Design rationale: LLM doesn't have access to caller's real number. It must pass a placeholder. The server catches all search_patient_by_phone calls and substitutes the real number extracted from call.customer.number (Telnyx metadata).
4.2.2 Past-Date Clamping¶
Why: GPT-4o sometimes hallucinates past dates. Server-side guard ensures no appointments in the past are booked.
4.2.3 Provider Name → ID Resolution¶
// LLM may send: providerName = "Dr. Chen"
// Server fuzzy-matches against clinic's provider list
// Only treats as specific provider if providerId is purely numeric: /^\d+$/ test
// Fallback: if providerName sent but no ID, search_patient_by_phone result has OSCAR provider IDs
4.2.4 Non-Numeric Provider Handling¶
// If LLM sends "any" or Mandarin "任何" for providerId, regex /^\d+$/ returns false
// Server treats as "search all providers" (undefined providerId)
4.2.5 Slot Collision Check¶
// Before create_appointment:
// 1. search existing appointments in the slot window
// 2. Check if [startTime, endTime] overlaps any existing appointment
// 3. Return error if collision detected
// 4. LLM reruns find_earliest_appointment to get next slot
4.3 Tool Result Schema Examples¶
search_patient_by_phone response:
{
"found": true,
"id": 12345,
"firstName": "John",
"lastName": "Doe",
"dateOfBirth": "1990-01-15",
"phone": "2367770690"
}
find_earliest_appointment response:
{
"slotId": "abc123",
"date": "2026-02-20",
"day": "Thursday",
"startTime": "2026-02-20T14:00:00",
"endTime": "2026-02-20T14:30:00",
"providerId": "100",
"providerName": "Dr. Chen",
"clinicName": "Vitara"
}
5. ERROR RECOVERY & CONVERSATION FLOWS¶
5.1 Defensive Prompt Patterns¶
All 9 agents include these defensive sections:
EMERGENCY Detection (All Agents)¶
If the caller mentions ANY of these: "chest pain", "cannot breathe", "difficulty breathing",
"heart attack", "stroke", "seizure", "unconscious", "severe bleeding", "choking", "emergency",
"overdose", "suicidal" [+ ZH equivalents]:
Respond: "This sounds like a medical emergency. Please hang up and call 911 immediately."

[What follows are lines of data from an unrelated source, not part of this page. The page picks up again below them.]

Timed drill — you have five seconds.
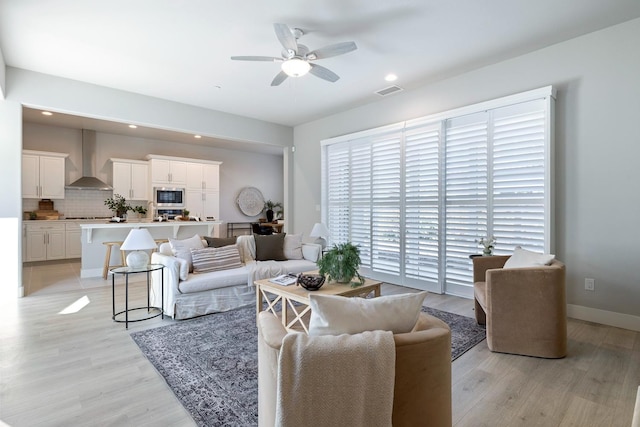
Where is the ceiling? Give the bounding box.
[0,0,640,147]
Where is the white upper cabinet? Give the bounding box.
[111,159,149,200]
[187,162,220,191]
[147,156,187,187]
[22,150,68,199]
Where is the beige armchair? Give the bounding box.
[258,311,452,427]
[473,256,567,358]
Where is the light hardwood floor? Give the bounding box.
[0,262,640,427]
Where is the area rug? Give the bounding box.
[131,307,485,427]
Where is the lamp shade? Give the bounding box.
[282,58,311,77]
[120,228,158,268]
[309,222,331,251]
[120,228,158,251]
[309,222,331,237]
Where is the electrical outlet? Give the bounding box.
[584,278,596,291]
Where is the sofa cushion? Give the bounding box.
[203,236,236,248]
[283,234,303,259]
[309,291,427,335]
[253,234,287,261]
[178,266,255,296]
[191,245,242,273]
[169,234,204,280]
[504,246,556,268]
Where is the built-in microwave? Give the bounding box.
[153,187,185,208]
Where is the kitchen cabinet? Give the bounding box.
[111,159,149,200]
[147,155,187,187]
[187,162,220,191]
[185,161,221,219]
[22,150,68,199]
[185,190,220,220]
[65,222,82,258]
[23,221,66,261]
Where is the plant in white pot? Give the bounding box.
[317,242,364,287]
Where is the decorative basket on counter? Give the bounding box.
[296,273,324,291]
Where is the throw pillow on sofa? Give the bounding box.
[309,291,427,335]
[283,234,303,259]
[169,234,204,274]
[203,236,236,248]
[253,233,287,261]
[191,244,242,273]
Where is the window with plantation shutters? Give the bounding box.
[322,87,553,297]
[491,100,547,254]
[404,123,441,289]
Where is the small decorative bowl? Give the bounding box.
[296,274,324,291]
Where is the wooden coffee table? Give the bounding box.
[254,272,382,333]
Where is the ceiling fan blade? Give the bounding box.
[231,56,282,62]
[307,42,358,59]
[309,64,340,83]
[273,24,298,52]
[271,71,289,86]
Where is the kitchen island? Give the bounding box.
[80,220,222,278]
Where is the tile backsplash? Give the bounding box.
[22,190,147,217]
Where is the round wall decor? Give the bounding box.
[238,187,264,216]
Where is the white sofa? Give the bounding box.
[151,235,322,319]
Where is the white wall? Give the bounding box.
[293,19,640,320]
[0,100,23,296]
[23,123,284,222]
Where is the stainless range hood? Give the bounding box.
[65,129,113,190]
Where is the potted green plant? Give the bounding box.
[104,194,133,218]
[131,206,147,218]
[317,242,364,286]
[264,200,282,222]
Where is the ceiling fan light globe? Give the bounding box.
[282,58,311,77]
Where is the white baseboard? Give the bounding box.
[80,268,102,279]
[567,304,640,332]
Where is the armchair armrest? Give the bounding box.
[486,261,566,314]
[472,255,510,283]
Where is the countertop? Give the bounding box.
[80,219,222,243]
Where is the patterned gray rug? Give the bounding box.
[131,306,485,427]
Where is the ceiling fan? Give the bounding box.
[231,24,358,86]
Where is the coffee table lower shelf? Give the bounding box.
[254,279,382,333]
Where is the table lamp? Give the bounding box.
[309,222,331,250]
[120,228,158,268]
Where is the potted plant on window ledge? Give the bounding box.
[317,242,364,287]
[264,200,282,222]
[104,194,132,219]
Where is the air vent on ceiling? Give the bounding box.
[376,85,404,96]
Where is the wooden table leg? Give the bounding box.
[256,285,262,322]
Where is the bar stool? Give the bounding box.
[102,242,125,280]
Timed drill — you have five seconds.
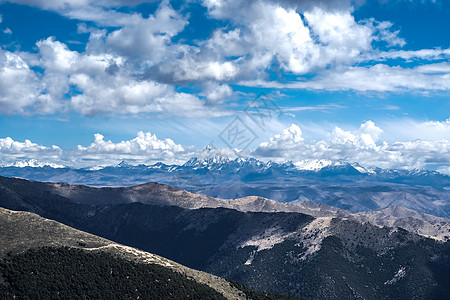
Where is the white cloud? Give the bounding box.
[0,0,450,117]
[241,63,450,92]
[68,131,189,166]
[0,49,53,115]
[0,137,62,165]
[253,121,450,169]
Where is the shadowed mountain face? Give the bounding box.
[0,158,450,218]
[0,208,299,300]
[0,178,450,299]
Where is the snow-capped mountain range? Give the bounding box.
[0,156,450,218]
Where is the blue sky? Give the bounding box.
[0,0,450,173]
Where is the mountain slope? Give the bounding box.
[0,179,450,299]
[0,157,450,218]
[0,208,302,299]
[0,176,450,240]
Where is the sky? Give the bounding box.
[0,0,450,174]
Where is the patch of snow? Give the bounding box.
[296,217,333,260]
[3,159,66,169]
[244,251,256,266]
[294,159,343,171]
[384,267,406,284]
[240,227,292,252]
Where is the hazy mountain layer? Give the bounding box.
[0,157,450,218]
[0,208,302,300]
[0,178,450,299]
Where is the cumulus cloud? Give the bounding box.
[241,63,450,92]
[253,121,450,170]
[0,0,450,117]
[72,131,190,166]
[0,137,62,165]
[0,131,193,167]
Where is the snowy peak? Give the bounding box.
[2,159,66,169]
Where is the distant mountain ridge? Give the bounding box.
[0,177,450,300]
[0,207,300,300]
[0,157,450,218]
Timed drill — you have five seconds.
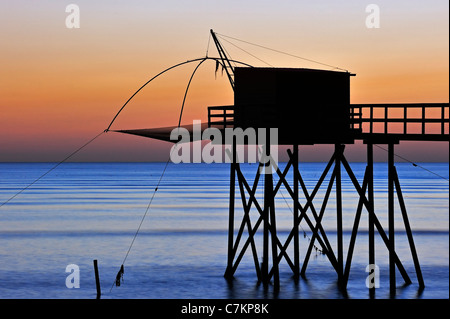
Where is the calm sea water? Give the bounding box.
[0,163,449,299]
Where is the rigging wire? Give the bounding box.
[216,38,273,67]
[0,131,105,207]
[216,33,349,72]
[109,57,208,292]
[373,144,449,182]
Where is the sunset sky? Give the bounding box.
[0,0,449,162]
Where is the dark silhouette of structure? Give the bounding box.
[110,30,449,293]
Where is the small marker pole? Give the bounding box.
[94,259,102,299]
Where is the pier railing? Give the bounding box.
[350,103,449,140]
[208,103,449,141]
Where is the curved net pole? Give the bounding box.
[104,57,253,132]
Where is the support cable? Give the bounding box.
[216,33,349,72]
[0,131,104,207]
[373,144,449,182]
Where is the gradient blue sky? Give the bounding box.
[0,0,449,161]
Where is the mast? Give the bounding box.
[211,29,234,91]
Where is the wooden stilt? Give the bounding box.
[94,259,102,299]
[292,144,300,280]
[366,143,375,298]
[388,143,396,296]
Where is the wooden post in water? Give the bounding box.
[94,259,102,299]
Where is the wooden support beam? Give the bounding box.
[292,144,300,280]
[366,143,375,298]
[393,167,425,289]
[388,143,396,295]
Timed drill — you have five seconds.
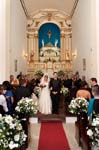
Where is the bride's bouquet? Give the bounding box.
[0,114,27,150]
[15,97,38,117]
[34,86,41,97]
[60,86,69,96]
[69,97,88,114]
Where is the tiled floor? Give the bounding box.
[28,123,81,150]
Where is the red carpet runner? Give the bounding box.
[38,122,69,150]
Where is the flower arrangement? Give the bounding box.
[69,97,88,114]
[34,86,41,97]
[60,86,69,96]
[35,70,44,76]
[15,97,38,117]
[87,115,99,150]
[0,114,27,150]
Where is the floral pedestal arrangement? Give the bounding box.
[87,114,99,150]
[15,97,38,148]
[0,115,27,150]
[69,97,88,146]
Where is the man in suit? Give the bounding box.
[49,72,61,114]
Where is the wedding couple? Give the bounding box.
[39,72,61,114]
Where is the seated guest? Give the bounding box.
[90,78,98,87]
[76,82,91,100]
[15,79,31,105]
[87,86,99,116]
[3,81,14,115]
[0,84,8,115]
[10,75,19,85]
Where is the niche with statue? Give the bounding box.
[39,23,60,62]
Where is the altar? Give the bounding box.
[27,12,72,75]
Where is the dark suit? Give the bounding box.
[49,78,61,114]
[15,86,31,106]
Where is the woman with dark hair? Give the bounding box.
[3,81,14,115]
[76,82,91,101]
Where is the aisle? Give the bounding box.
[27,123,81,150]
[38,122,69,150]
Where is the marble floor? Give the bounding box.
[27,122,81,150]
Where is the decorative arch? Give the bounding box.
[38,22,60,50]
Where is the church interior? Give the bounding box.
[0,0,99,150]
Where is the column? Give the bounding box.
[61,33,65,61]
[34,33,39,61]
[94,0,99,83]
[0,0,10,84]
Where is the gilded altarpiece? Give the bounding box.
[27,9,72,74]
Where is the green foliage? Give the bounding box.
[58,70,65,77]
[35,70,44,76]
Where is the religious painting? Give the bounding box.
[83,58,86,71]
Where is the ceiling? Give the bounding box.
[20,0,78,17]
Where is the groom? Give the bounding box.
[49,72,61,114]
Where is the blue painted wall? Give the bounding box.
[38,23,60,50]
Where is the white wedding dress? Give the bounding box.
[39,82,52,114]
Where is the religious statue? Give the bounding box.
[42,40,44,47]
[55,39,58,47]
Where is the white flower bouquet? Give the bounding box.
[15,97,38,117]
[60,86,69,96]
[87,115,99,150]
[34,86,41,97]
[69,97,88,114]
[0,114,27,150]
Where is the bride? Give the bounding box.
[39,74,52,114]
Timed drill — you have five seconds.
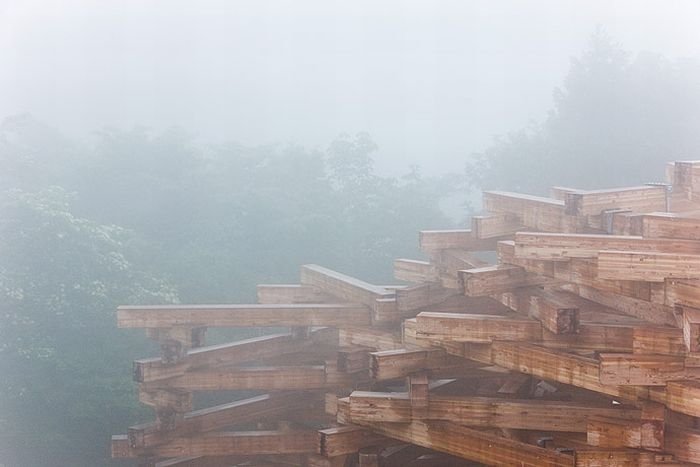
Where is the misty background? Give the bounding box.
[0,0,700,175]
[0,0,700,467]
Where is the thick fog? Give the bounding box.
[0,0,700,174]
[0,0,700,467]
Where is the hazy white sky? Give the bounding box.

End the call immediately. Do NOT continue.
Hardcoded keywords (not LLM-inferred). Triggers immediate escalation.
WRONG INTENT REDIRECT (Agent-Specific)¶
# Booking-EN
If patient says "reschedule", "cancel", or anything NOT about booking NEW appointment:
Say "Of course" and call `handoff_to_modification_en`
# Modification-EN
If patient says "book a new appointment" (not reschedule):
Say "Of course" and call `handoff_to_booking_en`
Prevents wasted turns — immediately redirects off-topic requests.
3-Attempt Fallback (All Agents)¶
After 3 unclear attempts → "Let me connect you with our staff."
Call transfer_call with reason "out_of_scope"
No infinite loop — ensures eventual escalation to human if LLM can't understand.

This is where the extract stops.